I think this should be handled in get_cahced_value to make the api same as get_value

@Sachin_Mane
Currently if sales invoice has 51 items, when saving the invoice, there will be 51 DB calls(insert) on the tabSales Invoice Item child table, because in the parent doc’s insert method, one db_insert is called for each child table record. the extracted code as below

	# children
	for d in self.get_all_children():
		d.db_insert()

the db_insert method only handles one record, but actually the insert into clause supports inserting multi records in one call like below

        insert into table (columns) values(record1), (record2), ...

based on the above analysis, I propose to copy and adapt the db_insert method to support handling multi records like below: model/base_document.py

def db_insert_multi(self, docs):
	"""INSERT multi documents (with valid columns) in the database."""
	def insert_multi():
		try:
			columns = doc_dict_for_insert[0].keys()
			sql = """insert into `tab{doctype}`
					({columns}) values """.format(
					doctype=doctype,
					columns=", ".join(["`" + c + "`" for c in columns]))
			placeholders = ''
			values =[]
			for d in doc_dict_for_insert:
				rec_placeholder = '(%s)' %(", ".join(["%s"] * len(columns)))
				if placeholders :
					placeholders = '%s,%s' %(placeholders , rec_placeholder)
				else:
					placeholders = rec_placeholder
				values.extend(list(d.values()))
			sql = '%s %s' %(sql, placeholders )
			frappe.db.sql(sql, values)
		except Exception as e:
			raise
		for doc in doc_obj_for_insert:
			doc.set("__islocal", False)
	if not docs:
		return
	doctype = docs[0].doctype
	doc_dict_for_insert = []
	doc_obj_for_insert = []
	count = 0
	for doc in docs:
		count += 1
		if not doc.name:
		# name will be set by document class in most cases
			set_new_name(doc)
		if not doc.creation:
			doc.creation = doc.modified = now()
			doc.created_by = doc.modifield_by = frappe.session.user

		d = self.get_valid_dict(doc=doc)
		if doc.doctype != doctype or count > 500:
			insert_multi()
			doc_dict_for_insert = []
			doc_obj_for_insert = []
			count = 0
		doctype= doc.doctype
		doc_dict_for_insert.append(d)
		doc_obj_for_insert.append(doc)
	insert_multi()

the related method needed to be adapted also

def get_valid_dict(self, sanitize=True, convert_dates_to_str=False, doc = None):
	doc = doc or self
	d = frappe._dict()
	for fieldname in doc.meta.get_valid_columns():
		d[fieldname] = doc.get(fieldname)

		# if no need for sanitization and value is None, continue
		if not sanitize and d[fieldname] is None:
			continue

		df = doc.meta.get_field(fieldname)
		if df:
			if df.fieldtype=="Check":
				if d[fieldname]==None:
					d[fieldname] = 0

				elif (not isinstance(d[fieldname], int) or d[fieldname] > 1):
					d[fieldname] = 1 if cint(d[fieldname]) else 0

			elif df.fieldtype=="Int" and not isinstance(d[fieldname], int):
				d[fieldname] = cint(d[fieldname])

			elif df.fieldtype in ("Currency", "Float", "Percent") and not isinstance(d[fieldname], float):
				d[fieldname] = flt(d[fieldname])

			elif df.fieldtype in ("Datetime", "Date", "Time") and d[fieldname]=="":
				d[fieldname] = None

			elif df.get("unique") and cstr(d[fieldname]).strip()=="":
				# unique empty field should be set to None
				d[fieldname] = None

			if isinstance(d[fieldname], list) and df.fieldtype != 'Table':
				frappe.throw(_('Value for {0} cannot be a list').format(_(df.label)))

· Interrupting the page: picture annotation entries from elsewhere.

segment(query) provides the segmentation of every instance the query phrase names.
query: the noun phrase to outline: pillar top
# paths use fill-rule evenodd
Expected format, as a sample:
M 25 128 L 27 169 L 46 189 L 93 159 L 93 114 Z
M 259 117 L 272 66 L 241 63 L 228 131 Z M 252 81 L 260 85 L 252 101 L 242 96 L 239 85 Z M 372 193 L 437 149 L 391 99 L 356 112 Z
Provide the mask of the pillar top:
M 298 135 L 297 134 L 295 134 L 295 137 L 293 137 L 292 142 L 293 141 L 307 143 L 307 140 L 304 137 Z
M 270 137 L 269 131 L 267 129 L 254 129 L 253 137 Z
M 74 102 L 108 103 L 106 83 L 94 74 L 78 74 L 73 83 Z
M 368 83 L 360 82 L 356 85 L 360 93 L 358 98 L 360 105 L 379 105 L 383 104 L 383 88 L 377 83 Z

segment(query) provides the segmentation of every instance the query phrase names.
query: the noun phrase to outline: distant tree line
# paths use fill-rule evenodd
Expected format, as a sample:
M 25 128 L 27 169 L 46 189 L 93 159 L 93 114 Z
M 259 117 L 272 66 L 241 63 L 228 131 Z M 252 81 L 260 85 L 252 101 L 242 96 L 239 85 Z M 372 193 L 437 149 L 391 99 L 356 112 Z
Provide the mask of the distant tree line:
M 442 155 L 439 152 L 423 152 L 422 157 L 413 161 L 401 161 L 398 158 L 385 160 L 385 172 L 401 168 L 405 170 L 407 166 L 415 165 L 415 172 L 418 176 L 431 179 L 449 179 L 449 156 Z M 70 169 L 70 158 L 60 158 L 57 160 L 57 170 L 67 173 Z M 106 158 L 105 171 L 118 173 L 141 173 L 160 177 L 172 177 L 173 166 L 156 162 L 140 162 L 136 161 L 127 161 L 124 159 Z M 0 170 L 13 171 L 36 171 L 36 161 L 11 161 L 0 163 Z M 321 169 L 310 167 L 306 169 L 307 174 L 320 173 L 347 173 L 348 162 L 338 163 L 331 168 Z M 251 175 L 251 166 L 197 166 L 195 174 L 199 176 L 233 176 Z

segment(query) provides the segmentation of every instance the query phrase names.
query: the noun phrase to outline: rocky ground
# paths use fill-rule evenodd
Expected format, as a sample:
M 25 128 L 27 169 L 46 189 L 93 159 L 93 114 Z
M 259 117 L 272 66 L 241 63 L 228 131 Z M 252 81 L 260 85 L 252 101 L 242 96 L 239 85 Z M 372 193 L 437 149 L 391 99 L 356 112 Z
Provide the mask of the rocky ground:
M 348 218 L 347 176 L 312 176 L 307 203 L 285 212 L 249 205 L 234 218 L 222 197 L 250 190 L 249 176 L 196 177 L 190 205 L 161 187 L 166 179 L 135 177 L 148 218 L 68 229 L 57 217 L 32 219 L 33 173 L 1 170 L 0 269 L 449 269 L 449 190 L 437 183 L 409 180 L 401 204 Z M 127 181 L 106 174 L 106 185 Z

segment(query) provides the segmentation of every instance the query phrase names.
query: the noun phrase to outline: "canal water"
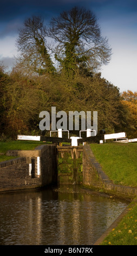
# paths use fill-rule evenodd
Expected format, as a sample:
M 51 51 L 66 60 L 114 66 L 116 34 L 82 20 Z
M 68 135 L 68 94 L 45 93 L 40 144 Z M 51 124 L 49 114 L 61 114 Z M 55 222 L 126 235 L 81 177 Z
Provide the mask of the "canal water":
M 78 186 L 0 194 L 1 245 L 92 245 L 127 202 Z

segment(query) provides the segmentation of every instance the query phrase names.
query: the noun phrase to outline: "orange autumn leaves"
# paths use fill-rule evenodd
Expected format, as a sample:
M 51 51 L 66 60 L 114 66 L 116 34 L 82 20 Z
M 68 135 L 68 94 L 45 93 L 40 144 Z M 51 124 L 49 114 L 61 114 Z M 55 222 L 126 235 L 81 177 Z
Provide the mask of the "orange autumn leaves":
M 133 93 L 131 90 L 123 92 L 121 94 L 121 102 L 126 109 L 127 118 L 129 125 L 133 130 L 137 129 L 137 92 Z

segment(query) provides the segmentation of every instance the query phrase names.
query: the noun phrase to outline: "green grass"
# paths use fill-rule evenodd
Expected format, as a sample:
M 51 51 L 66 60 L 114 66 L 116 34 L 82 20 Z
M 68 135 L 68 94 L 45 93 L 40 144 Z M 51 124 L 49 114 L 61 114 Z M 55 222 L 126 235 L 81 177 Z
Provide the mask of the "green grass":
M 137 245 L 137 204 L 132 204 L 129 206 L 129 212 L 106 237 L 101 245 Z
M 115 184 L 137 187 L 137 143 L 92 144 L 103 170 Z
M 4 154 L 0 155 L 0 162 L 15 158 L 13 156 L 6 156 L 5 154 L 8 150 L 12 149 L 22 150 L 34 150 L 37 146 L 41 145 L 42 144 L 43 144 L 43 142 L 30 141 L 11 141 L 9 142 L 0 141 L 0 153 L 4 153 Z

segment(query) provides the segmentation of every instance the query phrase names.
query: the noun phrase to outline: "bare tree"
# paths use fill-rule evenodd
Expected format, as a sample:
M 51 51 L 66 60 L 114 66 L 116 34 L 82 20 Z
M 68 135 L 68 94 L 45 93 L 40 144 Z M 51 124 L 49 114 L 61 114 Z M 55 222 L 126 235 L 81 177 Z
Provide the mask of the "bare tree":
M 55 69 L 46 47 L 47 29 L 40 16 L 28 18 L 19 31 L 16 45 L 22 53 L 20 60 L 29 63 L 39 74 L 53 72 Z
M 99 68 L 110 59 L 111 49 L 107 39 L 101 34 L 97 20 L 90 10 L 77 7 L 52 18 L 49 36 L 56 42 L 56 59 L 69 73 L 80 65 Z

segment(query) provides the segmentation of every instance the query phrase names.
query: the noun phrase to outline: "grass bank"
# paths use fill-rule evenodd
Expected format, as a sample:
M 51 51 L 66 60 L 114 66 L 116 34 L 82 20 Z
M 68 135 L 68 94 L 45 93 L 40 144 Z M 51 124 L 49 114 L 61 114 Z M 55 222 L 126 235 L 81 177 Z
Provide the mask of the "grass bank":
M 4 155 L 0 155 L 0 162 L 9 160 L 14 159 L 13 156 L 8 156 L 5 154 L 8 150 L 17 149 L 18 150 L 32 150 L 35 148 L 42 144 L 43 142 L 30 141 L 11 141 L 9 142 L 0 141 L 0 153 Z
M 137 187 L 137 143 L 90 145 L 103 170 L 115 184 Z
M 131 203 L 128 214 L 101 245 L 137 245 L 137 203 Z
M 137 143 L 91 144 L 103 170 L 115 184 L 137 187 Z M 137 198 L 101 245 L 137 245 Z

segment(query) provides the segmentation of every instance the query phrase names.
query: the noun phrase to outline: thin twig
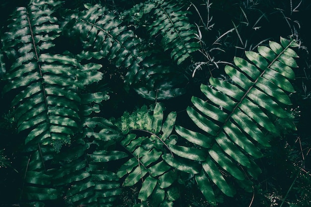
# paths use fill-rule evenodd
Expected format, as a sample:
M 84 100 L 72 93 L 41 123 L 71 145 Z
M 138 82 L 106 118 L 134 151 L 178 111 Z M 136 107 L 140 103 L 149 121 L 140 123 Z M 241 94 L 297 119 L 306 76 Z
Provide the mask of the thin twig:
M 31 154 L 29 156 L 29 158 L 28 158 L 28 161 L 27 163 L 27 166 L 26 166 L 26 170 L 25 171 L 25 175 L 24 176 L 24 180 L 23 181 L 23 185 L 21 187 L 21 190 L 20 191 L 20 199 L 21 199 L 21 197 L 23 195 L 23 191 L 24 190 L 24 187 L 25 186 L 25 180 L 26 180 L 26 175 L 27 174 L 27 172 L 28 170 L 28 166 L 29 166 L 29 163 L 30 162 L 30 158 L 31 158 Z

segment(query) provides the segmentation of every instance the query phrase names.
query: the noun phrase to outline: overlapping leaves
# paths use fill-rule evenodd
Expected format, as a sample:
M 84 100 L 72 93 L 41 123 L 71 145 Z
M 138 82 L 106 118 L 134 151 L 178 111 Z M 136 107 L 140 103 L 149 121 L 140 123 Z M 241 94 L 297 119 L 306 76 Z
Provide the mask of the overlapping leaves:
M 294 78 L 292 68 L 297 67 L 294 58 L 298 57 L 291 48 L 298 45 L 282 37 L 281 43 L 271 41 L 269 47 L 258 47 L 258 53 L 245 52 L 248 60 L 234 58 L 236 67 L 225 68 L 233 83 L 211 77 L 210 85 L 201 85 L 207 100 L 193 97 L 194 108 L 189 107 L 187 112 L 202 132 L 175 128 L 195 147 L 170 145 L 170 148 L 183 160 L 201 165 L 196 170 L 179 169 L 195 175 L 198 186 L 212 204 L 216 203 L 212 183 L 233 196 L 232 179 L 225 175 L 228 175 L 251 190 L 245 172 L 257 177 L 260 169 L 253 160 L 262 155 L 260 146 L 269 146 L 268 135 L 296 130 L 293 116 L 285 108 L 291 104 L 286 93 L 295 92 L 288 79 Z M 277 124 L 280 122 L 281 126 Z
M 159 103 L 154 110 L 144 106 L 132 114 L 125 113 L 116 123 L 125 134 L 120 143 L 131 157 L 117 175 L 124 178 L 123 186 L 141 183 L 138 199 L 156 207 L 172 205 L 178 194 L 172 185 L 177 178 L 176 171 L 162 158 L 171 153 L 168 144 L 176 141 L 176 137 L 170 136 L 176 113 L 171 112 L 164 121 L 163 109 Z
M 85 6 L 87 9 L 73 15 L 65 27 L 67 35 L 81 41 L 83 50 L 78 52 L 78 59 L 106 58 L 117 68 L 128 69 L 125 80 L 128 89 L 144 57 L 138 46 L 141 41 L 113 12 L 99 4 Z

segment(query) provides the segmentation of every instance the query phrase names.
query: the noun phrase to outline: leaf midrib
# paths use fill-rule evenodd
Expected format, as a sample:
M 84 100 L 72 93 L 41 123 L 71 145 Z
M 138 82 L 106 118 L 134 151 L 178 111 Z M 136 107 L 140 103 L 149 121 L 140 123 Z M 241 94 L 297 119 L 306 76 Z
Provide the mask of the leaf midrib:
M 273 64 L 273 63 L 274 63 L 275 62 L 275 61 L 276 61 L 278 59 L 278 58 L 279 58 L 279 57 L 282 55 L 283 54 L 284 52 L 286 50 L 286 49 L 287 49 L 287 48 L 289 48 L 290 45 L 292 44 L 292 43 L 293 43 L 294 41 L 292 41 L 287 46 L 286 46 L 286 48 L 285 48 L 279 54 L 278 54 L 275 58 L 270 63 L 270 64 L 269 64 L 268 65 L 268 66 L 267 66 L 266 69 L 264 69 L 263 71 L 262 71 L 262 72 L 259 75 L 258 75 L 258 77 L 256 79 L 256 80 L 255 80 L 255 81 L 254 81 L 254 83 L 252 84 L 252 85 L 250 86 L 250 87 L 249 87 L 249 88 L 248 88 L 248 89 L 247 89 L 247 90 L 245 92 L 245 93 L 244 94 L 244 95 L 243 95 L 243 96 L 242 96 L 242 97 L 241 98 L 240 100 L 235 104 L 235 106 L 234 106 L 234 107 L 233 108 L 233 109 L 232 110 L 231 112 L 230 113 L 230 114 L 228 116 L 227 119 L 226 119 L 226 120 L 225 121 L 225 122 L 224 122 L 224 124 L 223 125 L 223 126 L 220 128 L 220 129 L 219 129 L 219 130 L 218 131 L 218 132 L 217 132 L 217 136 L 218 136 L 218 135 L 219 135 L 219 134 L 221 133 L 221 132 L 223 131 L 223 129 L 224 128 L 224 127 L 226 125 L 227 122 L 229 121 L 229 120 L 230 119 L 230 118 L 232 117 L 232 115 L 233 114 L 234 114 L 235 110 L 237 108 L 237 107 L 239 106 L 239 105 L 242 103 L 242 102 L 243 101 L 243 100 L 245 98 L 245 97 L 246 97 L 246 96 L 247 95 L 247 94 L 248 94 L 248 93 L 249 93 L 249 91 L 250 91 L 250 90 L 253 88 L 253 87 L 255 86 L 255 85 L 256 85 L 256 83 L 258 82 L 259 79 L 260 77 L 261 77 L 263 76 L 263 74 L 266 72 L 267 69 L 270 68 L 270 67 L 272 65 L 272 64 Z M 256 67 L 256 68 L 259 68 L 257 66 L 254 65 L 255 67 Z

			if convert_dates_to_str and isinstance(d[fieldname], (datetime.datetime, datetime.time, datetime.timedelta)):
				d[fieldname] = str(d[fieldname])

	return d

finally the call to insert child table records /model/document.py needs to be changed as following

def insert(self, ignore_permissions=None, ignore_links=None, ignore_if_duplicate=False, ignore_mandatory=None):

	# children
	#for d in self.get_all_children():
	#	d.db_insert()

	self.db_insert_multi(self.get_all_children())

this change will reduce the DB calls significantly for docs with a lot of child items, hence improve the performance.

Any Idea?

2 Likes

Lets start a new thread for this. This thread has gone too far. Closing.